Yes, and I believe I have done that audit. Module my misunderstanding of
the code.

> Like mn_invl_range_start() involves schedule_delayed_work() which could be
> blocked on memory allocation under OOM situation,

It doesn't because that code path is not invoked for the !blockable

> I worry that (currently
> out-of-tree) users of this API are involving work / recursion.
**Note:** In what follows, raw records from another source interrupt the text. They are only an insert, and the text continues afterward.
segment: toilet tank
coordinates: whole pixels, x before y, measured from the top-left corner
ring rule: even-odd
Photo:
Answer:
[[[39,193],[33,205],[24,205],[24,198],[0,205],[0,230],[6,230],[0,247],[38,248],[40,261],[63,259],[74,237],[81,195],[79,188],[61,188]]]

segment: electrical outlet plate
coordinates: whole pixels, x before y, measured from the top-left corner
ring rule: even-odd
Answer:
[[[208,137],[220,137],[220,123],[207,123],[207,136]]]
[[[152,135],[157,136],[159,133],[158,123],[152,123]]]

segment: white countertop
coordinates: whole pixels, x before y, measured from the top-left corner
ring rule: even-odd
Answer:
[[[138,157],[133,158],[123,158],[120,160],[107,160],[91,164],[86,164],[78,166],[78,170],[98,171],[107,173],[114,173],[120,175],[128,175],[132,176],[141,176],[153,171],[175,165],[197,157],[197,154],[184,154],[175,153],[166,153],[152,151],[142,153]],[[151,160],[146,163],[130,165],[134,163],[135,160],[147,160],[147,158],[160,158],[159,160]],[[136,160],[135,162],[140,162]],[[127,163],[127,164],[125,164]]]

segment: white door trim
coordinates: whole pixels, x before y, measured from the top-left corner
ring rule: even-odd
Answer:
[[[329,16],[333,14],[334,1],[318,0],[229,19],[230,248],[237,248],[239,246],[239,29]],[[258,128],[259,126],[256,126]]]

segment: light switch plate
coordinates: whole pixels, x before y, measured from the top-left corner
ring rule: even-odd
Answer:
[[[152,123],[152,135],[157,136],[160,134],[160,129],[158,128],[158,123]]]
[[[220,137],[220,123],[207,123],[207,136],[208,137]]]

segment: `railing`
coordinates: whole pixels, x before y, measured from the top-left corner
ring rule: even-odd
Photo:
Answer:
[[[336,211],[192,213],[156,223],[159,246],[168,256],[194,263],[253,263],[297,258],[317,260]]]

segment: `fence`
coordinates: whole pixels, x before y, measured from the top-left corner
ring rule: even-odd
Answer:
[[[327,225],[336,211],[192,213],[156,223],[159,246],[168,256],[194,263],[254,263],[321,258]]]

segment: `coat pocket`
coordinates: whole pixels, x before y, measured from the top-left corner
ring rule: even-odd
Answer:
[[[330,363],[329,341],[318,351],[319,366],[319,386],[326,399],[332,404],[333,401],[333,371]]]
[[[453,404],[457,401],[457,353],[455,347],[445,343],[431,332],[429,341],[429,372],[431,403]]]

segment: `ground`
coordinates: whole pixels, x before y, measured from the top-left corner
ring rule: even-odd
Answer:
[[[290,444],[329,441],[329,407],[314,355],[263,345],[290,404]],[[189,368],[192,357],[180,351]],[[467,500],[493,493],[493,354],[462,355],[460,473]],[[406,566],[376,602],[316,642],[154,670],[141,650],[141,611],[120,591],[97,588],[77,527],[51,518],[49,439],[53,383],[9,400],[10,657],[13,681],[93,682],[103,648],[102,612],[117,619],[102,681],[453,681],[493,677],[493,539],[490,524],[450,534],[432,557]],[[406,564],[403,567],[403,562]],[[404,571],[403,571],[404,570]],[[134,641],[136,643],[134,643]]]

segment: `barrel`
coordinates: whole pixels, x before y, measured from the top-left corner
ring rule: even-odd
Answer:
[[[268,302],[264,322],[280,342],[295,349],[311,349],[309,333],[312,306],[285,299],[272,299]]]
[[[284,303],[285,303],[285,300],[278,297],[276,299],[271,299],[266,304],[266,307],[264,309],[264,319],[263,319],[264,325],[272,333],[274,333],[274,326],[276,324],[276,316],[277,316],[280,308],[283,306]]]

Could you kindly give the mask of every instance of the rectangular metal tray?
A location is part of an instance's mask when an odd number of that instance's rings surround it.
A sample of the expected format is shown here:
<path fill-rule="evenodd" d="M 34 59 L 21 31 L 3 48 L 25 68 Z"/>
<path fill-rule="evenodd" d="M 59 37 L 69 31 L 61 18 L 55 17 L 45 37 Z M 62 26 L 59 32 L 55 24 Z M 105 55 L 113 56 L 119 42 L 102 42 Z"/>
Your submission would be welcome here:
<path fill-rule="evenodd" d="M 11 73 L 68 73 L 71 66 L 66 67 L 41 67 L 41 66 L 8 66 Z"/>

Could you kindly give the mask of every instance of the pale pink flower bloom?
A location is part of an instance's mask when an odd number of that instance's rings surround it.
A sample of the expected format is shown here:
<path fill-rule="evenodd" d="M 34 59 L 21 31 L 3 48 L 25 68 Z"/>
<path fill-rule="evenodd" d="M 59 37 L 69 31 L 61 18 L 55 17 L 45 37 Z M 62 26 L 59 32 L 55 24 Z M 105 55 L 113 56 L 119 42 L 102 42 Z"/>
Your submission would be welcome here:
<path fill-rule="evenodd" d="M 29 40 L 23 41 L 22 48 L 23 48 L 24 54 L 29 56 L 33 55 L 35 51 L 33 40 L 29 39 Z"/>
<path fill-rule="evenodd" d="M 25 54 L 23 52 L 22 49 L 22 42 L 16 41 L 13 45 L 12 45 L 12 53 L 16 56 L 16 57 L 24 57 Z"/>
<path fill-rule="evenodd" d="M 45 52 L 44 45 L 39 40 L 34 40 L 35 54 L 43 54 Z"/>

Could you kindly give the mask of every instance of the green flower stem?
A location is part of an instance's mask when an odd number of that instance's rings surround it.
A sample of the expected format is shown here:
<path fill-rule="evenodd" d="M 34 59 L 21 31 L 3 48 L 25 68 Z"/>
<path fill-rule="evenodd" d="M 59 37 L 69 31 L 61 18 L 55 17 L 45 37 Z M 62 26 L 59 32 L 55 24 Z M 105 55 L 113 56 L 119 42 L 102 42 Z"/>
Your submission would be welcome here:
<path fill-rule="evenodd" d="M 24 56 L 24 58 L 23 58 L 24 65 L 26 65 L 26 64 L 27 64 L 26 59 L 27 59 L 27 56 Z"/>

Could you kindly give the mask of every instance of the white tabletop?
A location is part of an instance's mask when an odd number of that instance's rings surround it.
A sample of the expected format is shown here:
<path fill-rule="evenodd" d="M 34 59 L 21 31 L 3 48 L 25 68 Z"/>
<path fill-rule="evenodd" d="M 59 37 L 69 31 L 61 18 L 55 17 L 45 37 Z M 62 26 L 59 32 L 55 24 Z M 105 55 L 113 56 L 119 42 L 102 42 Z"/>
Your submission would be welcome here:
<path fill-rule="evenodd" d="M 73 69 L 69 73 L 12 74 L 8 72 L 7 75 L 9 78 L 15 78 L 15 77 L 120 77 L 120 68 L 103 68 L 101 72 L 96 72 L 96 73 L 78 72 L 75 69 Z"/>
I do not give a slightest about out-of-tree modules. They will have to
accomodate to the new API. I have no problems to extend the
documentation and be explicit about this expectation.
diff --git a/include/linux/mmu_notifier.h b/include/linux/mmu_notifier.h
index 133ba78820ee..698e371aafe3 100644
--- a/include/linux/mmu_notifier.h
+++ b/include/linux/mmu_notifier.h
@@ -153,7 +153,9 @@ struct mmu_notifier_ops {
* If blockable argument is set to false then the callback cannot
* sleep and has to return with -EAGAIN. 0 should be returned
- * otherwise.
+ * otherwise. Please note that if invalidate_range_start approves
+ * a non-blocking behavior then the same applies to
+ * invalidate_range_end.
int (*invalidate_range_start)(struct mmu_notifier *mn,

> And hmm_release() says that
> /*
> * Drop mirrors_sem so callback can wait on any pending
> * work that might itself trigger mmu_notifier callback
> * and thus would deadlock with us.
> */
> and keeps "all operations protected by hmm->mirrors_sem held for write are
> atomic". This suggests that "some operations protected by hmm->mirrors_sem held
> for read will sleep (and in the worst case involves memory allocation
> dependency)".

Yes and so what? The clear expectation is that neither of the range
notifiers do not sleep in !blocking mode. I really fail to see what you
are trying to say.

Michal Hocko